Wenn ein ständiges Mitglied des UN-Sicherheitsrates gegen eine Resolution stimmt, so ist der Sicherheitsrat blockiert. Damit die UN handlungsfähig bleiben, braucht es aber keine Änderung der Organisation selbst – vielmehr schlummert die Lösung in den Tiefen der Charta.

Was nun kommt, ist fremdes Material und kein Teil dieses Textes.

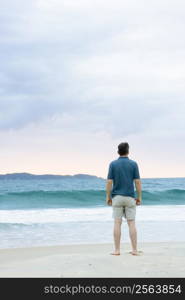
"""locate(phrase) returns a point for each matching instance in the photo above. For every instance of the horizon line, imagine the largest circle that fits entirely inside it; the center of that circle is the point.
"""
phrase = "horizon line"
(79, 174)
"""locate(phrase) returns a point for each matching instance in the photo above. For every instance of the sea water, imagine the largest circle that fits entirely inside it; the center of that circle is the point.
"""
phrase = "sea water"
(37, 212)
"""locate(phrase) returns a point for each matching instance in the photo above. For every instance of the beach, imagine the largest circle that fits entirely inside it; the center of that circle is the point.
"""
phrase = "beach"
(94, 260)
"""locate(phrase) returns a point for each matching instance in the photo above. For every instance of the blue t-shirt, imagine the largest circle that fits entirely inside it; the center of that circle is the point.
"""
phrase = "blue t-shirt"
(123, 171)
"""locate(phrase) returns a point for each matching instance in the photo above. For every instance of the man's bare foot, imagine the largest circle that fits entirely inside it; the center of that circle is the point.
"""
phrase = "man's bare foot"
(136, 252)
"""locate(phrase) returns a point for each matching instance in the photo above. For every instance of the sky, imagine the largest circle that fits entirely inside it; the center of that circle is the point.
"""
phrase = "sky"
(79, 77)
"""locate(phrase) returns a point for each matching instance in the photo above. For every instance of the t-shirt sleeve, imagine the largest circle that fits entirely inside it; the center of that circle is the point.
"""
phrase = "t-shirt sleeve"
(110, 172)
(136, 172)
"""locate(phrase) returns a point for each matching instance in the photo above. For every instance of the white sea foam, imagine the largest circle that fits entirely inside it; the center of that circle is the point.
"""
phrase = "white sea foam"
(99, 214)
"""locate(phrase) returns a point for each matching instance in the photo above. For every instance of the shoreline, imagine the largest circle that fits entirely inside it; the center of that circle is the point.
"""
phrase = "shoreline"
(159, 259)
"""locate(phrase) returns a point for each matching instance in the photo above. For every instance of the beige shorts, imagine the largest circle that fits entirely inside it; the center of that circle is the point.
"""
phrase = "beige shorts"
(124, 206)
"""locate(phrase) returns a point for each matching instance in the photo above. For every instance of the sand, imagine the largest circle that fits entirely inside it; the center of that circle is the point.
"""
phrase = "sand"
(157, 260)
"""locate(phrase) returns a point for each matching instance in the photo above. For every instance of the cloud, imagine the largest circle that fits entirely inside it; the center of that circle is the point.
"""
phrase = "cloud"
(115, 66)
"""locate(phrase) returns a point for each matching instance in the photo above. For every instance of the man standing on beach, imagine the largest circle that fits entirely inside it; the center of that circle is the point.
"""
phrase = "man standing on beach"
(123, 173)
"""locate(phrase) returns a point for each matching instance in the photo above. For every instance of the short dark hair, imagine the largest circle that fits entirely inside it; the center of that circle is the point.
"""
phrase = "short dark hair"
(123, 148)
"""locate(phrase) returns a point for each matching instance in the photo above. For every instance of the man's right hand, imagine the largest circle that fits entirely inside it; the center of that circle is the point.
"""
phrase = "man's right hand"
(138, 201)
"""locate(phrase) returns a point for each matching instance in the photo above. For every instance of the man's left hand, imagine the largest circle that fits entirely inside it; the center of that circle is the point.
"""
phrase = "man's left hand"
(109, 200)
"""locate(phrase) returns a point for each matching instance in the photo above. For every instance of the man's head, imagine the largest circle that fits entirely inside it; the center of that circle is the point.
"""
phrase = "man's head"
(123, 149)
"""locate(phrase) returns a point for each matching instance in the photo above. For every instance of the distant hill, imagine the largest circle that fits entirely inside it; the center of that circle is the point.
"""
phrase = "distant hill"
(47, 176)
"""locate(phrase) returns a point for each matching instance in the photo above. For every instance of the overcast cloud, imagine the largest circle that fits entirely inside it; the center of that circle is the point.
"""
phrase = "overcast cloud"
(116, 67)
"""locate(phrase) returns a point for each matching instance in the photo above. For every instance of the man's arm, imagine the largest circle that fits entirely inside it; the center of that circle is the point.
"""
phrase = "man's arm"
(108, 191)
(138, 189)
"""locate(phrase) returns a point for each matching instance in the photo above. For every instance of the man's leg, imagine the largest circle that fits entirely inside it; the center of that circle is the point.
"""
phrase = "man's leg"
(133, 236)
(117, 235)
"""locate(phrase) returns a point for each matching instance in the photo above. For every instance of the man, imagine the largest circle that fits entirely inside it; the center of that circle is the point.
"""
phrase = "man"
(123, 173)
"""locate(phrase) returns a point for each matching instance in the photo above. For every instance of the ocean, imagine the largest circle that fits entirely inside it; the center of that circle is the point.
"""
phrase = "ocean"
(40, 212)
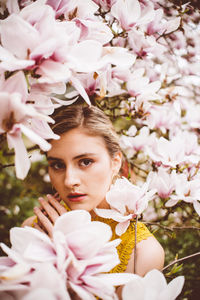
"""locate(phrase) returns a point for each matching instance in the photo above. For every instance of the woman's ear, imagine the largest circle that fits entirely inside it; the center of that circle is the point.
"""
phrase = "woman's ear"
(117, 162)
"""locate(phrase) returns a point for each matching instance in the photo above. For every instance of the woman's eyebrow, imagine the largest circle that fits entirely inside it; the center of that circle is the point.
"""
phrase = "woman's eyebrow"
(53, 158)
(75, 157)
(84, 155)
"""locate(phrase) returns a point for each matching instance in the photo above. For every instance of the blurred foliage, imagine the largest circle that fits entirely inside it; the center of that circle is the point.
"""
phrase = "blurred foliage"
(17, 197)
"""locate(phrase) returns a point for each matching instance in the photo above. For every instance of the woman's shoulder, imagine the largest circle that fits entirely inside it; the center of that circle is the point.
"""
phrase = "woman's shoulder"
(29, 221)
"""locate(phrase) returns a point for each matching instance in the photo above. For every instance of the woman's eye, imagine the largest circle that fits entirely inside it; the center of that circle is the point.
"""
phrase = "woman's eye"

Ein Debattenbeitrag.

Originalmanuskript der UN-Charta
Originalmanuskript der Präambel der UN-Charta (UN Photo)

„Die Menschheit setzt ihre Hoffnungen nicht mehr auf die Weltorga­nisation, wenn es um die Verteidigung der souveränen Grenzen der Nationen geht.“ Dieses eindrückliche Zitat des ukrai­nischen Präsi­denten Wolodymyr Selenskyj vor dem UN-Sicher­heitsrat im September 2023 stellt keineswegs die kritische Meinung eines einzelnen Staats­chefs dar. Vielmehr ist die Aussage fast schon sympto­matisch für den derzeit stattfindenden Verlust an Vertrauen in den Sicher­heitsrat, in die UN und in multi­laterale Institu­tionen auf der ganzen Welt.

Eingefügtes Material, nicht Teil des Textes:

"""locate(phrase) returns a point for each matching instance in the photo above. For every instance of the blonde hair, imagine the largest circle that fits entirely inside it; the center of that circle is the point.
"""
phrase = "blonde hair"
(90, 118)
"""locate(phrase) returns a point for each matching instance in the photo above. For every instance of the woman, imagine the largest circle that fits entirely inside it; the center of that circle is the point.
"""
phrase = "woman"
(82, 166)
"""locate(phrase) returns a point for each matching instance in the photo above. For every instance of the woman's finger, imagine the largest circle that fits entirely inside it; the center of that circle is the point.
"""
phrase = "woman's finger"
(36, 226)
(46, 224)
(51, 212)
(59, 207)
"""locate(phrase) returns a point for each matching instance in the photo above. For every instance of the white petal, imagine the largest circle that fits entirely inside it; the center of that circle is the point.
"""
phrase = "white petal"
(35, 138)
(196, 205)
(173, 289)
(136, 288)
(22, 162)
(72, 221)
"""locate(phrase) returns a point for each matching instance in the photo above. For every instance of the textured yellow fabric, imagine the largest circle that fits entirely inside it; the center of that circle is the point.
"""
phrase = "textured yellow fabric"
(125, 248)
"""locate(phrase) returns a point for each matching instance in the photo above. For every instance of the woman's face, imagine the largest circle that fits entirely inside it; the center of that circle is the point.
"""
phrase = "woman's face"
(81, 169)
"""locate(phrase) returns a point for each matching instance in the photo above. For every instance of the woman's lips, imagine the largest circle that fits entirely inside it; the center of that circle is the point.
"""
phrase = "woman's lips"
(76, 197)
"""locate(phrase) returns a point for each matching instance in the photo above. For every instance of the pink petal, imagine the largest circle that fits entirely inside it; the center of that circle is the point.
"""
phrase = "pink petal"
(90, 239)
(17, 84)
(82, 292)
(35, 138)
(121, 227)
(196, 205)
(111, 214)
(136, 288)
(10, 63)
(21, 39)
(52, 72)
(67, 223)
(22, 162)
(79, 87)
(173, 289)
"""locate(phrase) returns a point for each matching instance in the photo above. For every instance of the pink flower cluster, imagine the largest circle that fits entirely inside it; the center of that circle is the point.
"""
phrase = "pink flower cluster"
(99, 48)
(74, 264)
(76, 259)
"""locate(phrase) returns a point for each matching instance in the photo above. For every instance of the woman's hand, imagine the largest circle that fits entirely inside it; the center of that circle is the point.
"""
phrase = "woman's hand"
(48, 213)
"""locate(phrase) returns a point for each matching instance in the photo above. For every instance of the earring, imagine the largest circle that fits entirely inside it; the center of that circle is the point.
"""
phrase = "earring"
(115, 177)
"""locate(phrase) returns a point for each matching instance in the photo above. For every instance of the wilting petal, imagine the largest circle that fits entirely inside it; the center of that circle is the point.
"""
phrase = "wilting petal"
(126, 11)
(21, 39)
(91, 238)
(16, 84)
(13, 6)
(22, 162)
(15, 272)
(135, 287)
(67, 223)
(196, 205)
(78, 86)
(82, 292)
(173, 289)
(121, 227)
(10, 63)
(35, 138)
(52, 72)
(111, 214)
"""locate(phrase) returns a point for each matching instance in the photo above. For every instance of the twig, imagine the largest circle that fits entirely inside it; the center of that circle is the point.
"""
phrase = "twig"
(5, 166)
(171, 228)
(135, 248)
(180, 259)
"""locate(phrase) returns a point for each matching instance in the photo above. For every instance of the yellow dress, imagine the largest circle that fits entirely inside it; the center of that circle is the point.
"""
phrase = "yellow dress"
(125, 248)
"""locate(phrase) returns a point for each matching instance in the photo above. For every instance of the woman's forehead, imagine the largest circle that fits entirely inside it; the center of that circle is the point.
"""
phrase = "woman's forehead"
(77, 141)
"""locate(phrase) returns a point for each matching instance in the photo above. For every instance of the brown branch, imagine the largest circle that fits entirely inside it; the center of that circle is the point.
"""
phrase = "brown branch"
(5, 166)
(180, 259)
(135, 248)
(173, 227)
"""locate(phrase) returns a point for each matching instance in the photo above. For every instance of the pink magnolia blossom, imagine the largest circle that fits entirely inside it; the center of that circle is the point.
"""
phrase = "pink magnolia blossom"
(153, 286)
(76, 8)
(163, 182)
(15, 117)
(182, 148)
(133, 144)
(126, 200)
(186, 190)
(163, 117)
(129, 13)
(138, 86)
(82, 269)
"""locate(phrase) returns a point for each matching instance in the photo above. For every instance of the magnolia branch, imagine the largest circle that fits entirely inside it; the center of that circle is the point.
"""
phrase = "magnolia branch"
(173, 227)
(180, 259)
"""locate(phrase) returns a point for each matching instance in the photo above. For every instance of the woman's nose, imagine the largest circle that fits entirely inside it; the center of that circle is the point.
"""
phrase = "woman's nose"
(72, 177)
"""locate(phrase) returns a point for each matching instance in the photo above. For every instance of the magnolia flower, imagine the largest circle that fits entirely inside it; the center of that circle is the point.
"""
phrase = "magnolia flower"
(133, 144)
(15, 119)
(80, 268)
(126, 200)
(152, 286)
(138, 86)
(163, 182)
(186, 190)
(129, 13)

Dabei ist die Blockierung des Sicher­heitsrats durch die Vetomächte auch bei drängenden Konflikt­fragen natürlich keine Entwicklung des 21. Jahrhunderts, sondern ein Phänomen, das spätestens in der Hoch­phase des sogenannten Kalten Krieges seinen arche­typi­schen An­wendungs­bereich fand: Bereits in seiner Sitzung am 25. Oktober 1962 bewies der Sicherheitsrat seine Handlungs­unfähigkeit: Die Kubakrise konnte nur durch bilaterale Verhand­lungen zwischen den USA und der UdSSR eingedämmt werden. Im Sicher­heitsrat hingegen wurden die Gespräche zur Krisen­situation schließlich unter Hinweis auf das Vetorecht vertagt. Dies zeigt eindrücklich, dass der Sicher­heitsrat nicht in der Lage war, eine Krise für die internationale Sicherheit und den Weltfrieden effektiv einzu­dämmen.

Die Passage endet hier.